The wheat was feed quality in the fall because of a wet growing season, but had a bushel weight over 59 pounds. When he combined in mid-May, the wheat had shrunk to 52 lbs.
Some analysts say farmers who could sign contracts did the right thing, especially those far from feed markets.
Ian Morrison, market strategist with Alberta Wheat Pool, said estimated pool returns of $153 per tonne for feed wheat will yield about $112 to Alberta farmers.
Meanwhile, farmers with feed wheat weighing at least 58 lbs. per bushel could get non-board prices in central Alberta last week around $110 per tonne.
Non-board price
Morrison said farmers with lighter wheat would get about $2 per bushel in the non-board market.
Light wheat can often find a home in Eastern Canada, Morrison said. But now that Alberta farmers face freight rates of around $45 per tonne, shipping through Thunder Bay is too costly.
Farmers who had mice and wildlife run rampant through the swaths all winter are having the hardest time finding a home for their badly damaged grain.
The problem is not so much what the animals took as what they left behind in the field.

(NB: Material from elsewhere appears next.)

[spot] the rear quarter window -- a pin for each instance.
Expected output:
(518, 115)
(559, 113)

Allan Johnston, a broker at Welwyn, Sask., said he’s having a hard time finding buyers for wheat with a high amount of mouse excrement.
“Cows and pigs are about as enthused about eating this stuff as probably we would be,” said Charlie Pearson, an analyst with Growers Marketing Services.
“If we didn’t have the large supplies of feed grain around, maybe we could twist somebody’s arm and they could use it,” added Morrison.
While the lowest quality wheat can be blended and used in the feed market, prices are low.
“It’ll disappear,” said Johnston, “but guys have got to realize that the value of it is a lot less.”
Off-board prices have dropped $10 to $15 per tonne from highs in the winter, when analysts urged farmers to sell.
Supply reduces price
Now, the market has been depressed by farmers dumping spring-harvested wheat, and others emptying bins for cash flow or space, analysts say.
“The horse has left the barn,” said Pearson. “If (the farmer) didn’t capture those prices two and three months ago, he’s taken quite a hit on it now.”
An analyst with the Canadian Wheat Board’s weather and crop surveillance department said it’s hard to pinpoint how much spring-harvested wheat is in farmers’ bins.
Bruce Burnett said quality and yields varied widely, and some farmers chose to burn off the poorest crops.
But he said one to two million tonnes of grain were left under the snow in the fall, and 800,000 to 1.2 million tonnes of that was wheat.